A reading of an 1890 Account of the Lincoln-Shields Duel

In 1890, John George Nicolay and John Hay— President Abraham Lincoln’s secretaries, published the ten-volume biography: Abraham Lincoln: A History, which you can see on Archive.org here.  You can hear a Librivox reading of the chapter related to the Lincoln-Shields duel and the two other challenges it sparked here.  Be aware that this reading is 18-minutes long.


James Shields & His Working Relationship with Lincoln Before & During Civil War

To set up the events that later transpired between Lincoln and Shields, without turning this post into a tome, I hope you will forgive my necessary jumps in time and assumptions of knowledge below. Bear with me.

James Shields- Where’d he come from?

James Shields was born in Dungannon, Ireland. His 1840 U.S. Citizenship application shows a May 17, 1810 birthday, his tombstone in Carrollton, Missouri shows a birthdate of 5-18-1810, but scholars who have examined Irish records believe he was actually born May 6, 1806.

By about age five, James’ father died, leaving his mother Catherine to care for three sons. Luckily for them, the Shields’ family owned land—an unusual thing for a Catholic family at that time. In fact, it appears that James Shields was born into a family of relative prosperity, though those fates might have later changed during the 1847 Irish Potato famine.

James first attended a “hedge school,” which was Irish Catholic defiance against English penal education laws that were prejudiced against them. The schools were often run by itinerant teachers who taught Gaelic and secretly added Irish history to regular academics. Later, James was enrolled in a Protestant grammar school in Carrickmore, Ireland, where he was taught Greek, Latin, Irish, English. At some point, he entered divinity school but left when he decided to migrate to the U.S. as a young man—arriving between the ages of 18-24. By all indications, the 5’9″ man was intelligent and book-loving.

It is unlikely that Shields came to America with any notable amount of money. He worked as a merchant sailor for a while, though he took a three-month break from the sea to teach the children of a Scottish laird when his ship ran aground nearby. He did return to the sea, but while entering New York Harbor one day, a sudden wind caused a flailing ruckus of swinging masts and other ship parts. In the fray, Shields was injured. For three months, he recuperated in a hospital run by nuns. It was then that he de decided to give up sailing and remain in America.

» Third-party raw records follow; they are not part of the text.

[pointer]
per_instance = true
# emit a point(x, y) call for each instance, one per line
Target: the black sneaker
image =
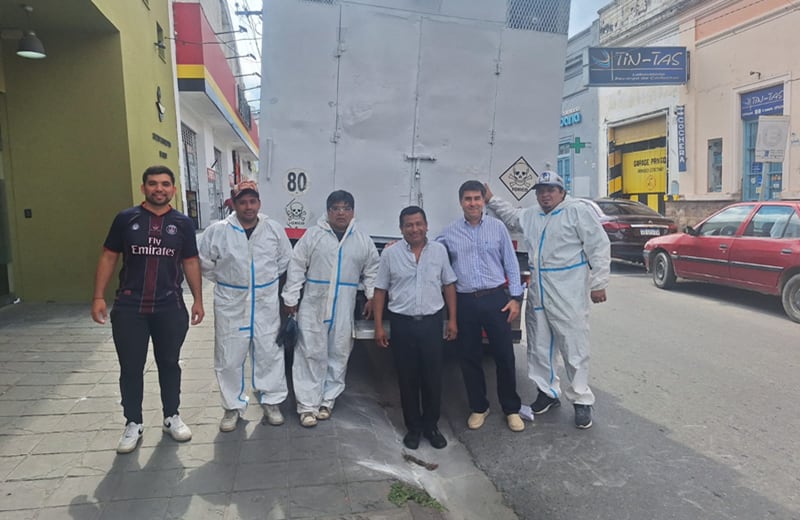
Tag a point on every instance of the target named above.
point(411, 440)
point(583, 416)
point(436, 438)
point(543, 403)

Shields, Law, Politics, Lincoln

Time passed and James Shields settled in Kaskaskia, Illinois, where he opened a school for adults and children until he set his sights on a law career. He worked as a law clerk during two years of intense study, then passed the bar exam in 1832.

People of Irish descent faced a great deal of prejudice in the United States at the time, but Shields was a determined and driven man and deeply loyal to his chosen country. An eager soldier, he enlisted in the Army to fight in the Mexican War and the Black Hawk War, rising in rank to Brigadier General. It would not be his last military action.

By late 1830’s, Shields (a diehard Democrat) and Abraham Lincoln (a Whig leader) were both legislators and lawyers. When the Illinois capital was moved to Springfield, both men moved with it.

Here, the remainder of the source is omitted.